Architecting Sidenotes

Livefyre recently released a new way of commenting and interacting with Content on your favorite websites: Sidenotes.

Sidenotes lets any user respond to specific sections of the Content, not just a reply to the whole thing. The added context allows Sidenotes to display the annotation right next to the annotated image or paragraph (like this one).

But how does it work? This is how we built it.

Dependencies

Livefyre StreamHub provided most of the infrastructure needed for the Sidenotes Application. We didn’t have to start from scratch. We leveraged Livefyre’s existing world-class services to manage

  • Content - Comments, Tweets, Facebook posts, Instagram photos, RSS items are all normalized and stored as Content in StreamHub.
  • Collections - Every conversation powered by Livefyre is made up of a Collection of Content.
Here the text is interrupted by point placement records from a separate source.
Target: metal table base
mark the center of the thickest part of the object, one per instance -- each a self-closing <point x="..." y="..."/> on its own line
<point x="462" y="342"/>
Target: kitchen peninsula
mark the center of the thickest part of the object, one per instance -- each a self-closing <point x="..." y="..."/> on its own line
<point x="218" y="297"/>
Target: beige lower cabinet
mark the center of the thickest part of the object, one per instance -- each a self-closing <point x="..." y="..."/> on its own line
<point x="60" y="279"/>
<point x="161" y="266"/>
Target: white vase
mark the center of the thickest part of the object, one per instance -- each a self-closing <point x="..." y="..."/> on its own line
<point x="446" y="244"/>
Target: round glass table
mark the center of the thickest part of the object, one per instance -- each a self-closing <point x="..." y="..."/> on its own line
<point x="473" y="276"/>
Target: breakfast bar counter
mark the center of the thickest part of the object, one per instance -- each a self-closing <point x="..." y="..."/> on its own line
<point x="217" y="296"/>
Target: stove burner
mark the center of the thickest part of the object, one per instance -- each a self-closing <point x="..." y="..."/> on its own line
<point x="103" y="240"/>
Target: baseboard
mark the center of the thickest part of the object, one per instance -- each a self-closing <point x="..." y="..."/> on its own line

StreamHub APIs provide high-availability indexing into these Collections billions of times per month.
  • Spam Protection - Livefyre Engineering’s affectionately labeled “Ministry of Abuse and Classification” keeps out all the bad stuff.
  • Identity - Whether Livefyre.com profiles for Livefyre Community Comments, Livefyre Enterprise Profiles, or single sign on integrations with custom Identity Providers, StreamHub provides a link to any authentication system necessary.

Finally, we leveraged a lot of reusable JavaScript modules in streamhub-sdk to communicate with these Services. Together, the StreamHub Platform made building Sidenotes an order of magnitude less challenging than building from scratch.

Challenge

While we had a great foundation in StreamHub, there were still some challenges to solve.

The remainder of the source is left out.